Why It Sounds Good to Convert Private Student Loans to Federal

Borrowers with private student loans may wonder if they are able to convert their private student loans to federal student loans in an effort to take advantage of the inherent benefits. Having the ability to select an income-driven repayment plan may offer cash flow relief each month, especially for borrowers just out of school who are earning a low income.

Similarly, the forgiveness programs available to some federal student loan borrowers are attractive in that any balance remaining after 20 or more years is wiped clean. This leaves federal student loan borrowers free of any additional obligation to repay certain loans.

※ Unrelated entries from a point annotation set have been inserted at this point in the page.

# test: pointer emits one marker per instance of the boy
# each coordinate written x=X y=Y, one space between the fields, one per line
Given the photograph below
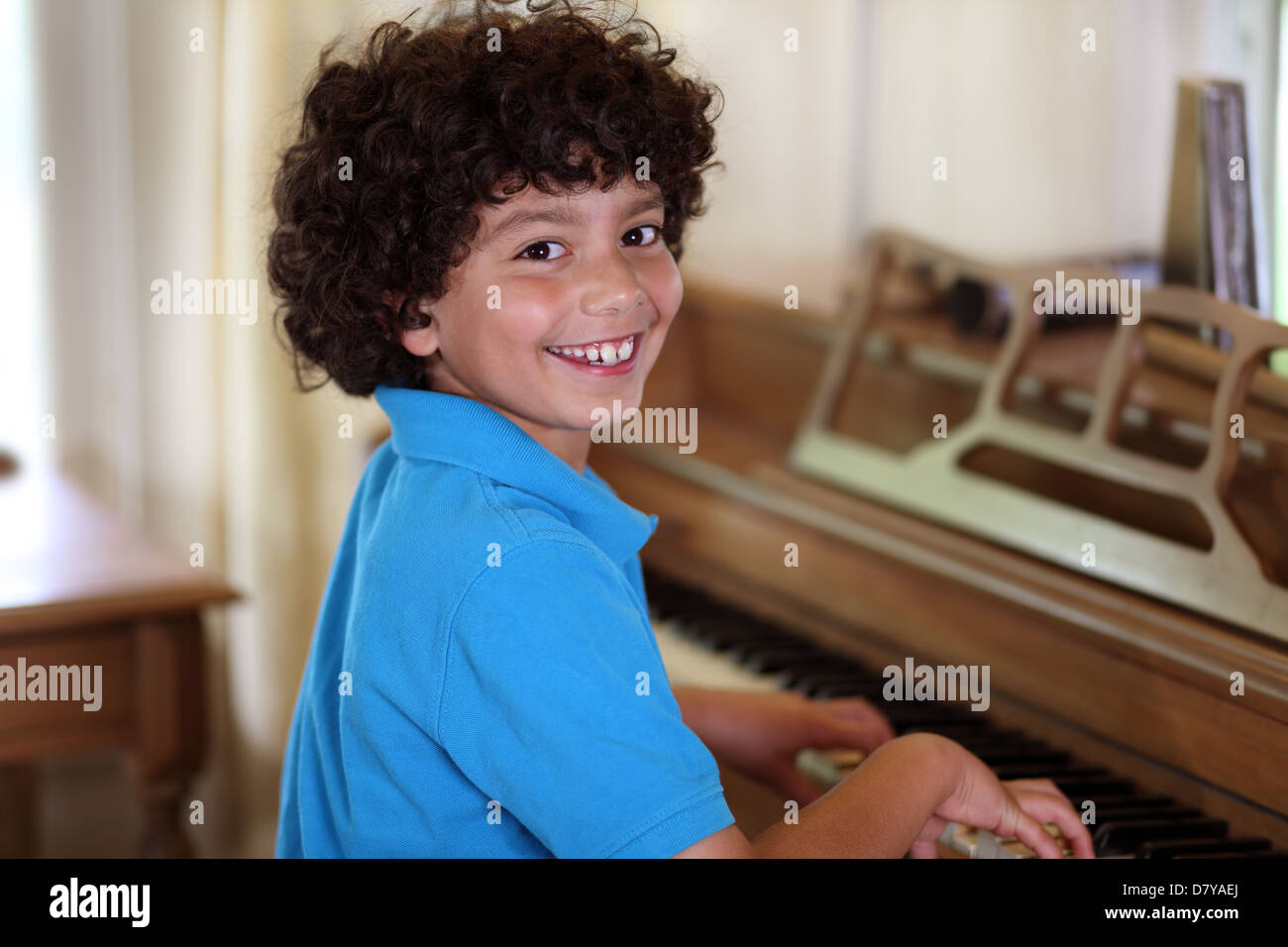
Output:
x=483 y=680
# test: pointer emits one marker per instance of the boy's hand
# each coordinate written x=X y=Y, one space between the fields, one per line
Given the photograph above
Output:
x=1016 y=808
x=760 y=733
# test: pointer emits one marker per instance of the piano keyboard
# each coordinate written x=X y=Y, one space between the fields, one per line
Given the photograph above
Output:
x=707 y=643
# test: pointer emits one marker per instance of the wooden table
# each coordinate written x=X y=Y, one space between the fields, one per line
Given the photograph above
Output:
x=80 y=587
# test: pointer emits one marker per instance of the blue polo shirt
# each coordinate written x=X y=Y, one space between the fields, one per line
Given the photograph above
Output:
x=483 y=680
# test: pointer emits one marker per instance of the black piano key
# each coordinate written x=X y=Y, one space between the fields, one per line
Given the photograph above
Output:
x=1275 y=853
x=1041 y=771
x=832 y=681
x=720 y=633
x=1157 y=812
x=1133 y=801
x=1202 y=847
x=1126 y=836
x=1091 y=788
x=800 y=665
x=971 y=731
x=774 y=657
x=1035 y=753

For other borrowers, federal student loans may have a lower, fixed interest rate that reduces the total cost of the loan over time. Federal student loan interest rates are set by the government, not private lenders, which makes them more attractive to some borrowers. While these are all viable reasons for wanting to convert private student loans to federal student debt, this is not an option.

How Could Higher Interest Rates in 2018 Hurt Private Student Loan Borrowers

Here’s Why You Can’t Convert Them

Because federal student loans are made available to borrowers based on need at the time of application (the FAFSA), there is no going back to convert private student loans into federal student loans.

Although you may refinance federal loans using private loans, you may not do the reverse. But there are ways to manage private student loan debt if you’re having trouble with repayment.

Options for Dealing With Private Student Loans

Although there are fewer inherent benefits to private student loans compared to federal, there are several methods to manage loans to ensure they remain affordable. The most common include:

Refinancing With a New Lender

Borrowers may have the option to refinance their private student loan debt with a new lender, but there are some things to keep in mind. First, a new lender requires a new application, which means a new check of credit, income verification, and other eligibility requirements that must be met.

Fortunately, refinancing may offer new benefits, like an interest rate reduction, a discount for establishing automatic payments, or the ability to add a cosigner to an application. However, it is important to read the fine print before refinancing. Look for added fees like origination or application charges, and be sure you understand the difference between variable and fixed interest rate offers.

Work With Your Current Lender

Most private loan lenders do not allow loan modifications after repayment begins, but it is worth contacting the current lender to see if any changes can be made to the private loan. It is just as important in this scenario to look out for fees associated with making changes and for eligibility requirements.


Some private student loan lenders may also offer forbearance to borrowers who are having trouble keeping up with monthly payment obligations. This option is typically saved for those who are experiencing financial hardship, however.

Borrowers should recognize that forbearance does not mean forgiveness of the loan, but instead, involves a reprieve from payment. While in forbearance, interest continues to accumulate which could ultimately cost far more in the long run.